Bradley Polumbo is a Collegian columnist and can be reached at bpolumbo@umass.edu.

Comments
5 Responses to “Counterpoint: Keep political correctness away from the Amherst name”
  1. Peter Lewicke says:

    This piece is barely better than the other recent articles about Jeffrey Amherst. General Amherst did not engage in biological warfare; although he may have wondered about it. He was a real war hero, and that was why the town was named for him.

    And it is doubtful whether the method would have been effective, if he had handed out blankets:
    “The virus which causes smallpox is contagious and spreads through person-to- person contact and saliva droplets in an infected person’s breath.” http://www.who.int/csr/disease/smallpox/faq/en/

  2. Nitzakhon says:

    It is the current version of Mao’s “Cultural Revolution” where screaming mobs of students worked to erase history… so that the new Socialist Utopia could be created.
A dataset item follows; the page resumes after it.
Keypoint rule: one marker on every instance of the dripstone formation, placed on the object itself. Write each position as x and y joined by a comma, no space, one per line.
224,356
    The modern rewriters of history are domestic enemies.

  3. Kevin Bush says:

    Ole Lord Jeff musta been way ahead of his time …as germ theory proper wasn’t developed till after the telephone was invented …

  4. Blake says:

    The whole point of taking down racist monuments and renaming cities is to revitalize and refresh that terrible history in our minds, not to erase it. Do you think Amherst’s deeds are mentioned in history classes in our public schools today? No, because men like him are always portrayed as great men and builders of towns. Your argument might have some traction if our history classes did teach about colonial atrocities, but since there has been no such effort in any major way, I’m afraid your attempt to argue for geographies named after genocidal colonial powers falls flat. The whole point of making these changes would be pointing out that history, making sure it is mentioned in the pages of our history books.

  5. Peter Lewicke says:

    “Those who cannot remember the past are condemned to repeat it.” George Santayana

    Removing the memorials is a way of erasing history. If history hasn’t been erased for you, then you would know why Jeffrey Amherst was a great hero, a hero for liberalism and an enemy of those who made war against women and children. Try learning what happened in the past, so that we might avoid repeating some of it.